Submitted to: Meeting Abstract
Publication Type: Abstract Only
Publication Acceptance Date: February 22, 2011
Publication Date: March 23, 2011
Citation: Lenneman, E.M., Shappell, N.W. 2011. Estrogenicity of agricultural by-products. Joint Meeting of the Midwest Society of Environmental Toxicology and Chemistry and the Chicago Regional Chapter of Society for Risk Analysis, March 23-24, 2011, Lake Geneva, WI. Technical Abstract: Some Minnesota farms were found to have reduced conception rates in cattle receiving embryo transfers by a local veterinarian, and dietary components were called into question. Affected farms were feeding agricultural by-products, available in either a “shredded” form or a pelletized form.

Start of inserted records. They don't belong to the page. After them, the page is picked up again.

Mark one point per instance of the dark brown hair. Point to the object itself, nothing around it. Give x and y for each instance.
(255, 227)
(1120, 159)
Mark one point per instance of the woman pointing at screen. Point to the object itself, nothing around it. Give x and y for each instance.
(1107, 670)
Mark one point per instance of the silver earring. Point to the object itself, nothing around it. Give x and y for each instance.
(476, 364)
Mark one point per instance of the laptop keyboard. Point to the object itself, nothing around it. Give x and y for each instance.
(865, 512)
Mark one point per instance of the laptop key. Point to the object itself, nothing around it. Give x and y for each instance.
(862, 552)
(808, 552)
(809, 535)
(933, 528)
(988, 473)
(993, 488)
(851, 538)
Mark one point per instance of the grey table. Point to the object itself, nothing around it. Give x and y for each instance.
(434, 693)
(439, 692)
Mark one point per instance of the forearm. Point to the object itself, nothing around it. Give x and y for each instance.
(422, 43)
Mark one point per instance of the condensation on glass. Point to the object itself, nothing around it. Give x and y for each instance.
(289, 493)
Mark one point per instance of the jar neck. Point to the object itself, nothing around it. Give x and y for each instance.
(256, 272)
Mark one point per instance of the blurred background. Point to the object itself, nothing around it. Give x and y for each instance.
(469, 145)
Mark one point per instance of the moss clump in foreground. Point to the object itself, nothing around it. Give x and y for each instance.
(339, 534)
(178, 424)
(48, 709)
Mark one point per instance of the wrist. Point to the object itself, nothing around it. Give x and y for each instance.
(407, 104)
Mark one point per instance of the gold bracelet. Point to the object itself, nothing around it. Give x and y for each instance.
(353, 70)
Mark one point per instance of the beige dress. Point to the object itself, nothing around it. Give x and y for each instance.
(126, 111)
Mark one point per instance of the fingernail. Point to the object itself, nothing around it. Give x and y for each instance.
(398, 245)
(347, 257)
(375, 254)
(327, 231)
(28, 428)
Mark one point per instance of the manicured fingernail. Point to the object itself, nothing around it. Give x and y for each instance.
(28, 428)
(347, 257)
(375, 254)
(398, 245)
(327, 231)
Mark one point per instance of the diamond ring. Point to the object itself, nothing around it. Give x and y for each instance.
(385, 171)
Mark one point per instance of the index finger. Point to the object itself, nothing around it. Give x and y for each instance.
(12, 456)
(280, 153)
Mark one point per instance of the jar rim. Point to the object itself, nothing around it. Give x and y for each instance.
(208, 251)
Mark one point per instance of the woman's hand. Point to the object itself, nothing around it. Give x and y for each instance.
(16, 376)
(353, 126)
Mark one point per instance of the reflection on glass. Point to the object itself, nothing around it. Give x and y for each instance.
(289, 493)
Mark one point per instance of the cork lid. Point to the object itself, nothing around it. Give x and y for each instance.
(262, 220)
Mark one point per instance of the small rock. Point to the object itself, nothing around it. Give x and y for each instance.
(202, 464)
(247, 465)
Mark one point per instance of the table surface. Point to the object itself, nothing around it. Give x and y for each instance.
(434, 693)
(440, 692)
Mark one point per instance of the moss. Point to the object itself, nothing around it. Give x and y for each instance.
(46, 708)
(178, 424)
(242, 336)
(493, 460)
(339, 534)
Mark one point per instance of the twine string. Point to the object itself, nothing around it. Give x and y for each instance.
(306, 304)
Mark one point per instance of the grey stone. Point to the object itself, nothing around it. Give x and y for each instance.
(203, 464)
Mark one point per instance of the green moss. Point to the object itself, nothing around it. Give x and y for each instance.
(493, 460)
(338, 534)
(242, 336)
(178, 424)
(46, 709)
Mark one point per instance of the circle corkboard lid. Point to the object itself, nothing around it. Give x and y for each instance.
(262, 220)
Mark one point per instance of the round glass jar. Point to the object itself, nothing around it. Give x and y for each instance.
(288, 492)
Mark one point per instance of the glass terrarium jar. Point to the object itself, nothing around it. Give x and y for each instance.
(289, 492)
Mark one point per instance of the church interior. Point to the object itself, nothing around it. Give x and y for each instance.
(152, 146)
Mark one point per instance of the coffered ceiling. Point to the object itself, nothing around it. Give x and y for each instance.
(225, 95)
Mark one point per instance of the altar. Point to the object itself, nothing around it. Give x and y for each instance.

These by-products are sold both within the United States and abroad, and are used as feed predominantly for cattle (both beef and dairy), but also for horses and elk. By-products were extracted to evaluate for potential estrogenic activity using the MCF-7 human mammary carcinoma cell line in the E-Screen assay. Analysis of samples submitted by the veterinarian showed estrogenicity in both unprocessed material and pellets, with the unprocessed material containing ~ three times the estrogenicity on a dry matter basis. Samples were then obtained from different regions within the Midwestern U.S., which included the unprocessed plant material, shreds and pellets. Estrogenicity was detected in all pellets examined, with a wide range of concentrations (0.1 – 2.0 ng estradiol equivalents/g dry matter) with a mean of 0.46 ng and a median of 0.28 ng estradiol equivalents per gram sample (n=9). Relative estradiol equivalents for the other sample types ranked as follows: pellets > shreds (n=3) > most unprocessed plant material (n=7). Using the recommended feeding regimen guidelines for these feedstuff cattle could consume 0.3 – 6.8 micrograms estradiol equivalence per day, however, these guidelines are often exceeded for financial reasons.